O NMC oferece alta densidade de energia para sistemas com restrições de espaço, enquanto o LiFePO4 proporciona forte estabilidade térmica e longa vida útil. O LTO pode ser adequado para aplicações com ciclos excepcionalmente altos. A escolha correta depende da potência de descarga, do espaço disponível, da frequência de ciclagem, da temperatura, da duração do backup e dos requisitos de certificação.
Por que um BMS é importante para sistemas de baterias de servidores de IA?

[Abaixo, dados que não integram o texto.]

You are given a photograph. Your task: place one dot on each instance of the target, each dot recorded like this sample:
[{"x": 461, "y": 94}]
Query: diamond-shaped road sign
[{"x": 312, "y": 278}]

A Sistema de gerenciamento de bateria Monitora tensão, corrente, temperatura, SOC (estado de carga) e SOH (estado de saúde). Controla o carregamento e a descarga, balanceia as células, informa a potência disponível e coordena o isolamento de falhas. Essas funções são essenciais quando as baterias suportam cargas computacionais de alto valor e rápida variação.
As baterias de lítio podem funcionar com sistemas de energia SOFC?
Sim. As baterias de lítio podem fornecer resposta imediata e absorver flutuações de energia de curta duração, enquanto uma SOFC fornece energia sustentada. Um sistema híbrido coordenado pode melhorar a resposta, a confiabilidade e a utilização da fonte de energia de longa duração.
Como os fabricantes podem desenvolver uma BBU personalizada?
Comece definindo a tensão do barramento, a potência de pico, o tempo de resposta, a frequência de ciclagem, o resfriamento, as dimensões, o protocolo de comunicação, a redundância e os requisitos de certificação. Large Power pode desenvolver baterias de lítio personalizadas e soluções BMS em torno desses requisitos de nível de sistema.
Referências
- NVIDIA, “Arquitetura de 800 VDC impulsionará a próxima geração de fábricas de IA”, 2025.
- NVIDIA GTC 2026, “Soluções de Data Center Modulares e de 800 VDC”.
- Pesquisa CICC, “Evolução da IA (15): Poder do servidor, o próximo mercado de cem bilhões de yuans”.
- Pesquisa CICC, “Observações da GTC 2026: Atualizações de resfriamento líquido e o lançamento oficial da solução HVDC de 800 V”.
- Pesquisa da CICC: “Novas soluções de energia para data centers: SOFC entra em um período de rápido crescimento”.